Der erst 20-jährige Erich Wolfgang Korngold begab sich mit seiner Oper Die tote Stadt von 1920 mitten hinein ins undurchdringbare Gewirr des Unbewussten. Die Vorlage, der Roman Das tote Brügge (im Französischen Bruges-la-Morte) von Georges Rodenbach atmet in ihrer Morbidität und symbolträchtigen Vieldeutigkeit ganz den Geist des Fin de Siècle. Es ist „die Geschichte des trauernden Witwers Hugues Viane, der sich in Brügge niedergelassen hat und dort der Obsession zu einer Operndarstellerin erliegt, die seiner verstorbenen Ehefrau gleicht“, wie bei Wikipedia nachzulesen ist. „Das Buch ist die berühmteste literarische Beschreibung des in Bedeutungslosigkeit erstarrten alten Brügge, der einst reichsten Handelsstadt Nordeuropas.“

Eine Unmenge an Material hat Korngold den künftigen Regisseuren da an die Hand gegeben. Da wäre die Idealisierung der Frau und die Exklusivität der einen großen Liebe – Hauptfigur Paul hat seine Geliebte Maria verloren. Weiter eine morbide Atmosphäre, die durch eine irrationale Verehrung der Toten entsteht – Paul hat eine Art Mausoleum geschaffen, wo er seine Bilder und Reliquien Marias aufbewahrt. Die tote Frau wird mit einer toten Stadt assoziiert, das an Bedeutung verlorene Brügge als dingliche Entsprechung des Gemütszustandes von Paul. Die unterschwellige Spiritualität symbolistischer Kunst verpackt Korngold in Pauls aufgesetzter Frömmigkeit. Angesichts dieser Vielfalt und Farbigkeit des Plots geht man mit großen Erwartungen an die Inszenierung Robert Carsens, des „kanadischen Star-Regisseurs“, wie es in den Publikationen der Komischen Oper heißt, und wird enttäuscht.
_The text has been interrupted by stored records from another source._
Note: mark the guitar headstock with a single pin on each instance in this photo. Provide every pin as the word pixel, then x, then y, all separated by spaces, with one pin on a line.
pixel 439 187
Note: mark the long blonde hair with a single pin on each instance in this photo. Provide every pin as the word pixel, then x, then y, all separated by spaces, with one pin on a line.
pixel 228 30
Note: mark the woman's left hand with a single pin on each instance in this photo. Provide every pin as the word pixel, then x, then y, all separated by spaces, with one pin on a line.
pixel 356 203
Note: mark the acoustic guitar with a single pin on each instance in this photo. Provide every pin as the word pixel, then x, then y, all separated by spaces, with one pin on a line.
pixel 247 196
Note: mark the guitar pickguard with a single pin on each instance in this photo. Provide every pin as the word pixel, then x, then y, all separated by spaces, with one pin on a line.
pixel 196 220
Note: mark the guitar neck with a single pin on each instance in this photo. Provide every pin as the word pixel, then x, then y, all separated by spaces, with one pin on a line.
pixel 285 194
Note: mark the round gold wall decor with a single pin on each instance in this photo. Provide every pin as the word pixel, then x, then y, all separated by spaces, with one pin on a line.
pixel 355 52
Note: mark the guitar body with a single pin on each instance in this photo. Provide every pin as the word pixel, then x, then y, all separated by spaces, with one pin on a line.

Auf der Bühne erleben wir über weite Strecken ein reines Abspielen der Handlung in einem Salon der Entstehungszeit. Zentrales Element ist ein übergroßes Bett, was in verschiedenen Settings bespielt wird. Aber nicht, was man jetzt denkt, nein ,der erotische Gipfel der Inszenierung ist die Tänzerin Marietta in Unterrock, welche sich in hektischen Gefummel an Paul wirft. Die Wände des Salons lösen sich im Mittelteil und geben Raum für die Szenen der Tänzer und der religiösen Prozessionen. Nur die spätromantische von Strauß beeinflusste Musiksprache lässt die Intension Korngolds noch erkennen. Ekstatische Elemente pfeifen durch den Raum.

Manisch depressiv agiert Aleš Briscein in der Hauptrolle, wobei sein Tenor den extremen Aktionen nicht immer gerecht wird. Besser kommt Sara Jakubiak als Marietta mit der Partitur zurecht. Ihrem Sopran gelingt das riesige Spektrum zwischen rasender weiblicher Furie und beleidigter Geliebter. Ainārs Rubiķis hat die beiden Harfen oben im Parkett platziert, eine gute Entscheidung, da das straußsche Blech sich mächtig türmt im Graben. Das Orchester der Komischen Oper Berlin kommt damit mit der Komplexität wunderbar zurecht, die Bläser behalten selbst in den schrägsten Tuttis noch Transparenz und Durchhörbarkeit.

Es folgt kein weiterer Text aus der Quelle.